A flower of the field ~ Israel ~ June 2012

Remarkably, Rahab’s sins are never mentioned in the New Testament – only her faith and good deeds. In Hebrews, Rahab is commended for her faith, and James calls her righteous for what she did!

Hebrews 11:31
By faith Rahab the prostitute did not perish along with those who were disobedient, after she had welcomed the spies in peace.
James 2:25
And in the same way was not also Rahab the prostitute considered righteous by what she did when she received the messengers and sent them out by another way?

Rahab’s testimony is nothing short of miraculous and an amazing example of God’s loyalty - his steadfast love (Heb. ẖesed) - toward an exceptional outsider. While pious Jewish rabbis thanked God for not making them a Gentile, a woman, or a slave, Rahab’s life is testament to the fact that God’s power to save transcends all of these categories (cf. Gal 3:28). She, like all of the other heroes of faith before and after her, embodies what it means to put one’s trust in God...
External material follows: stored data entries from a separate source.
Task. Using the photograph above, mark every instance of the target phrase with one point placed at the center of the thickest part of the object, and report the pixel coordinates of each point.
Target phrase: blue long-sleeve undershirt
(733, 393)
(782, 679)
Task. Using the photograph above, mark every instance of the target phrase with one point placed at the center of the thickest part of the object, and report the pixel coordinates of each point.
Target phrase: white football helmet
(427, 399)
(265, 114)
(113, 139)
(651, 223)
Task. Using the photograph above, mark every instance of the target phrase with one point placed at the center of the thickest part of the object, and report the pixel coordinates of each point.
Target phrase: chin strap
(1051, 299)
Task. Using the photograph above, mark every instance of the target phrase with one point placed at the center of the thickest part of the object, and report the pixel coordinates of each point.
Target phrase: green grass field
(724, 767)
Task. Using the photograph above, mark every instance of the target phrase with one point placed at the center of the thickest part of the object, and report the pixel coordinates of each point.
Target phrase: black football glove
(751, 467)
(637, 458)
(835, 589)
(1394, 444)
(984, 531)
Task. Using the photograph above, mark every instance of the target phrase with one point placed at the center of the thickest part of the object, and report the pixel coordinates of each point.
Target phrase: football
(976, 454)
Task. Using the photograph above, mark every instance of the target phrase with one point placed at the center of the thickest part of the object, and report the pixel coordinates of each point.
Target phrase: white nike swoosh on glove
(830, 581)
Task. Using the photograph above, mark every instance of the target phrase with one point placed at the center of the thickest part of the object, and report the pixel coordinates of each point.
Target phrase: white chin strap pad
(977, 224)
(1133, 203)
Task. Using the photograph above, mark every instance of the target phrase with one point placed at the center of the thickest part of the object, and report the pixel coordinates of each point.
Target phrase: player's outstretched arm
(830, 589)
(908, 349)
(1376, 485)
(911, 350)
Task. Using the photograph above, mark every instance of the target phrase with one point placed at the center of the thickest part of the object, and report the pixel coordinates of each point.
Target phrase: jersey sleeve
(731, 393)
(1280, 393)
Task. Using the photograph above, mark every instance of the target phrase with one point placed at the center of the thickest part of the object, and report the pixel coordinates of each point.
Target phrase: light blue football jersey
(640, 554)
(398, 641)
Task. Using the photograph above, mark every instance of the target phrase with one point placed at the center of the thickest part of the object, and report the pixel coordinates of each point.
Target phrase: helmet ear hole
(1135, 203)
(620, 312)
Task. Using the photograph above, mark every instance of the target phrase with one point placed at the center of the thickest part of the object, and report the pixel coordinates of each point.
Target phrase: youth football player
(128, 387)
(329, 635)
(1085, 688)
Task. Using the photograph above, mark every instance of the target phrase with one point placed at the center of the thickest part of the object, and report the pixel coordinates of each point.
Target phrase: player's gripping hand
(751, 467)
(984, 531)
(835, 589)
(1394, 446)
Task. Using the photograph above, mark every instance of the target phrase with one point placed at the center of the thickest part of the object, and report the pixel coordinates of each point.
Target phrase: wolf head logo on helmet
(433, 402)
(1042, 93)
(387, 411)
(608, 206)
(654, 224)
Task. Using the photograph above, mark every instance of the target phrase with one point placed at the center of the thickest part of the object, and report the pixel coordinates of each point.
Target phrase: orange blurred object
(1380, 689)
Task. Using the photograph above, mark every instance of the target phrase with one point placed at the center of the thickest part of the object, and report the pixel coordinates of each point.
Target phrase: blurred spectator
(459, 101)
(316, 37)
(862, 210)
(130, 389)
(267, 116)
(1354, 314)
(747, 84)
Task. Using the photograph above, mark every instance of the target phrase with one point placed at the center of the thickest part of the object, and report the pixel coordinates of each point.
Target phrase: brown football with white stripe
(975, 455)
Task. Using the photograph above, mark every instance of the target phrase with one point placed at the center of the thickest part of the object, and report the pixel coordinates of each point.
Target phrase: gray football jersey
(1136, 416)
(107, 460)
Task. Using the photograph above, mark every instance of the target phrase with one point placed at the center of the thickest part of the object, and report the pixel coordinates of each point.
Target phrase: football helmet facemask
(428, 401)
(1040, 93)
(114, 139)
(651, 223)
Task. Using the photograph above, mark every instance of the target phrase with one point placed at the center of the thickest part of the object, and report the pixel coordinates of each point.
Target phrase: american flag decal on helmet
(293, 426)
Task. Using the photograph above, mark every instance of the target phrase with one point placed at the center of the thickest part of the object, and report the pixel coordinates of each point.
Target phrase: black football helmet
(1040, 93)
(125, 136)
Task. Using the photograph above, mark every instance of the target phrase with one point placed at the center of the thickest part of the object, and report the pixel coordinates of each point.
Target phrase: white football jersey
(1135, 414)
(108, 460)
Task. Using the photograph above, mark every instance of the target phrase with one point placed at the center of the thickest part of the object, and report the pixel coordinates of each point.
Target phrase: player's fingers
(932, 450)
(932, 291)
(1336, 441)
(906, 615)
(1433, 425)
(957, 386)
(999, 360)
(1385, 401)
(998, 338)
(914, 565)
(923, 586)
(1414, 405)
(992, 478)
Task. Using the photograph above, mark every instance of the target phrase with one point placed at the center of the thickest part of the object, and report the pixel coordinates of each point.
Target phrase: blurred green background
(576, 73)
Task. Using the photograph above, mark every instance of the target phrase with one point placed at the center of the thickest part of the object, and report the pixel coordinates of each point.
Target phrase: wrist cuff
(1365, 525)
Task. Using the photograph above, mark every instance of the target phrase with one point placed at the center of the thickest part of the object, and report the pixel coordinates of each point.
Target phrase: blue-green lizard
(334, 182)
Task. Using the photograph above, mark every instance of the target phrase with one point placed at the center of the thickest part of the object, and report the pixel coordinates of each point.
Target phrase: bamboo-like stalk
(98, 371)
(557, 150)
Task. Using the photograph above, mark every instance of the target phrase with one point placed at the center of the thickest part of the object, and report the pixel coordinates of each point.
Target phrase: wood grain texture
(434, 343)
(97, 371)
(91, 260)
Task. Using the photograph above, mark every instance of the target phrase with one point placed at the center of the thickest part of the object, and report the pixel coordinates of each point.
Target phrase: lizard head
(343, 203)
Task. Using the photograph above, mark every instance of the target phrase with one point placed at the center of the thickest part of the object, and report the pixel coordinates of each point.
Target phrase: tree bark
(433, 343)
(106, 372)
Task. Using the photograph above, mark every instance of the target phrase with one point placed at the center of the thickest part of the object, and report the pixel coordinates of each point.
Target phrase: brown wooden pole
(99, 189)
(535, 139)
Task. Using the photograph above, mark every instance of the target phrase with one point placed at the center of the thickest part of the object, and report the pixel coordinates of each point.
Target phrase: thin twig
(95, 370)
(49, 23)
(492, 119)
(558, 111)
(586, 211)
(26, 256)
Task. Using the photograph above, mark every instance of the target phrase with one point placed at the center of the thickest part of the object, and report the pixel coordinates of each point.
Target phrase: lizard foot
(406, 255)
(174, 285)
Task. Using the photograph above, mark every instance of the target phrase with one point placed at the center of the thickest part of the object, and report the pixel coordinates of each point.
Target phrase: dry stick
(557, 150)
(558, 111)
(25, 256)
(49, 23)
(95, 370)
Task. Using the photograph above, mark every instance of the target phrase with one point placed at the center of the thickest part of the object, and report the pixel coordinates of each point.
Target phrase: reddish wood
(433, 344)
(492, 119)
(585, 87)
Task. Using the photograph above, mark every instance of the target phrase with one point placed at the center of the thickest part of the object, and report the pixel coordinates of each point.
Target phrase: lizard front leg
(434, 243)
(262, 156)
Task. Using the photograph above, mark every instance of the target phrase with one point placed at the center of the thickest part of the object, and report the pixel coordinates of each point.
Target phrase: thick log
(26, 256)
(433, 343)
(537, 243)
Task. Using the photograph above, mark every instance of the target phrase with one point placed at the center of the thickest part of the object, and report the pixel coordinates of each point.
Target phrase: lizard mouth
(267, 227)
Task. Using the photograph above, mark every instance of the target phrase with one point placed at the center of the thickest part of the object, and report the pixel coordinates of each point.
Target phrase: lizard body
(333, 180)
Glance back at Hebrews 11:1 and 6...
Now faith is confidence in what we hope for and assurance about what we do not see.
And without faith it is impossible to please God, because anyone who comes to him must believe that he exists and that he rewards those who earnestly seek him.

Joshua 2:9-11

[Rahab] said to [the spies],
‘I know that the LORD has given this land to you 
and that a great fear of you has fallen on us, so that all who live in this country are melting in fear because of you.
We have heard how the LORD dried up the water of the Red Sea for you when you came out of Egypt,
and what you did to Sihon and Og, the two kings of the Amorites east of the Jordan, whom you completely destroyed.
When we heard of it, our hearts sank and everyone’s courage failed because of you,
for the LORD your God is God in heaven above and on the earth below. [1]

This female Canaanite prostitute was sure that the Lord had given the land of Canaan to the Israelites – she says, “I know” (v. 9) – even though it had not happened yet. It appears that what she could not see with human eyes (i.e. the consequences of opposing Israel) she could foresee with eyes of faith (Heb 11:1). And in a radical declaration of belief, Rahab goes even further and makes a statement of confession that, “...the LORD your God is God in heaven above and on the earth below” (Josh 2:11)! [2]

Rahab is different from all the other inhabitants of Jericho. They had all heard something of the Israelite victories and the God who supernaturally intervened for and empowered them (v. 10). Everyone living in Jericho was faced with the same irrefutable reports and had access to the same limited amount of information, but Rahab was different she was the only one who believed

Be a Rahab! Dare to have faith!

Bonhoeffer once wrote: "the one who believes is obedient, and the one who is obedient believes"[3]. And according to Hebrews 11:31, the difference between Rahab and the other inhabitants of Jericho was that she had faith - she believed and welcomed the spies - while they were those who were disobedient and did not. Having heard of the mighty deeds of God on behalf of his people, those in Jericho should have acknowledged God and welcomed his people instead of resisting them. On the other hand, Rahab obviously had a heart which was earnestly seeking God, and she was rewarded with LIFE: life as a result of not perishing when Jericho was defeated, but I think the text points beyond that, implying eternal life as part of the covenant community.

See a Rahab! Look out for those who are earnestly seeking God.

Even today, there are people in our country, our city, our homes, schools, and workplaces who are earnestly seeking God. Most might be dismissive or even openly critical of the Christian faith, so that those of us who are less bold become fearful of negativity and scepticism when sharing the gospel. But there are still people who are seeking God. They may only know a little, but God can do a lot with a little... and like Rahab, some of them are waiting to be given the opportunity to know more.
[1]  Rahab's speech in Joshua 2:9-11 forms a chiastic structure. "The casting of Rahab's words in a deliberate design conveys the impression that Rahab's actions are thoroughly thought out and not a result of panic". Elie Assis, "Chiasmus in Biblical Narrative: Rhetoric of Characterization", Prooftexts 22 (2002), 276, 278.
 [2] The final sentence (v. 11) is the climax of the speech in which Rahab expresses her belief in the might and sovereignty of God demonstrating that this Canaanite has now adopted Israel's monotheistic belief. Assis, 277.
[3] Dietrich Bonhoeffer, The Cost of Discipleship, trans. R. H. Fuller (New York: Macmillan, 1979), 99, 69.